Static analysis also has a quality control role because it helps you avoid being misled by the most visible parts of a file. Attackers often try to distract defenders with misleading names, decoy strings, or superficial markers meant to mimic other groups. A disciplined static approach looks past those distractions and focuses on features that are hard to change without breaking functionality. It also encourages humility, because you learn to separate what you can state confidently from what remains uncertain until runtime observation. This prevents overconfident labeling and keeps your conclusions tied to evidence. Over time, teams that practice disciplined static analysis produce more consistent indicators and fewer false assumptions. That consistency improves collaboration and speeds up response.
Conclusion: Static features are durable so extract the strings from a suspicious file today.
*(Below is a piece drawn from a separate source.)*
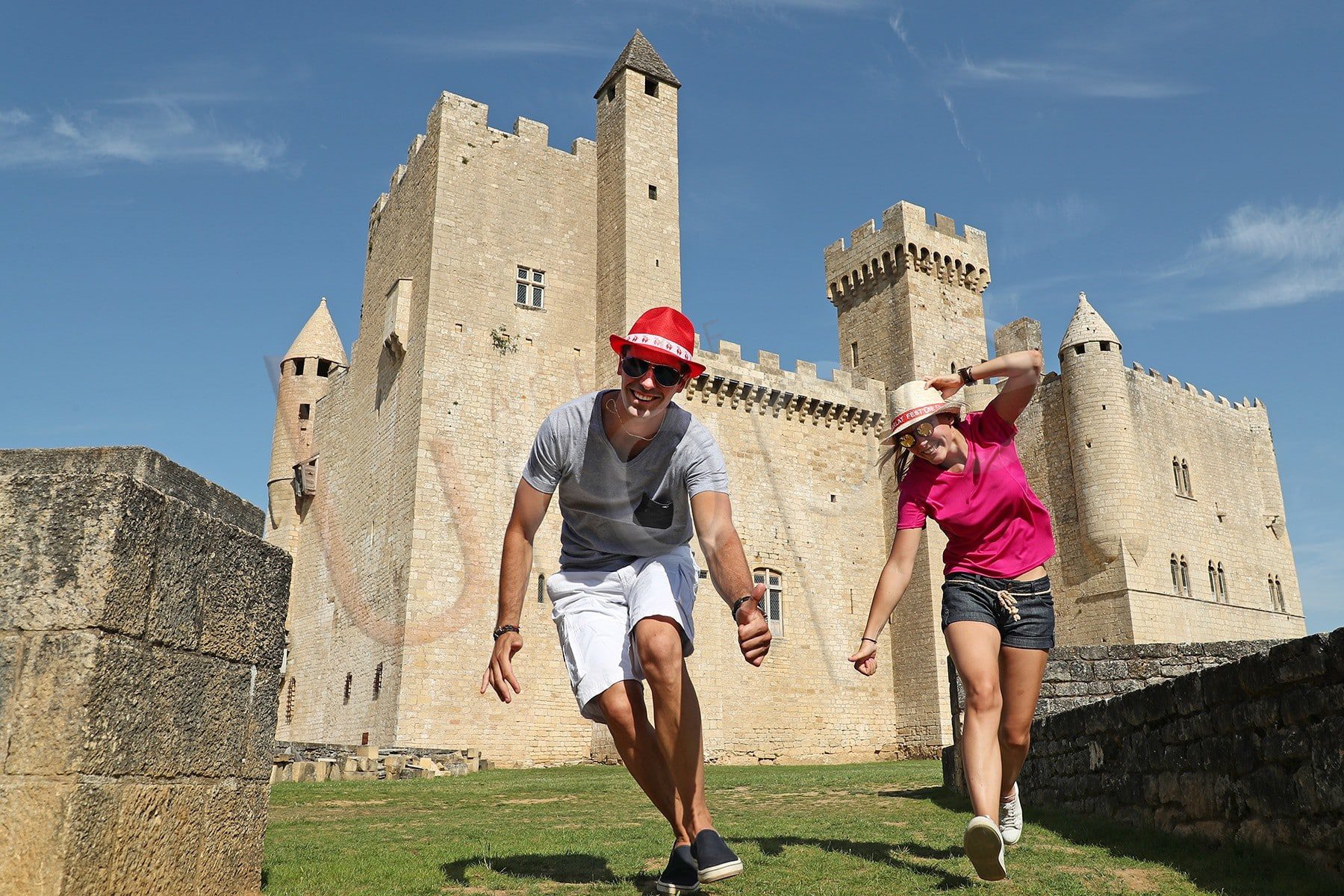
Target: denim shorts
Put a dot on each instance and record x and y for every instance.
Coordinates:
(1023, 612)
When you pull strings, inspect imports, identify file type and architecture, and note distinctive constants and build fingerprints, you create a set of features that travel well across teams and investigations. These features support rapid triage when sample volume is high, and they provide stable indicators that help you recognize related artifacts even when attackers change surface details. Use file hashes to track exact matches in your environment, but rely on richer static features to connect variants and campaigns. When you document what you find and share the most unique artifacts, you turn one sample into a broader defensive advantage. Take a suspicious file, extract its strings, and capture the most distinctive ones, because that is often the fastest path to durable insight and better detection.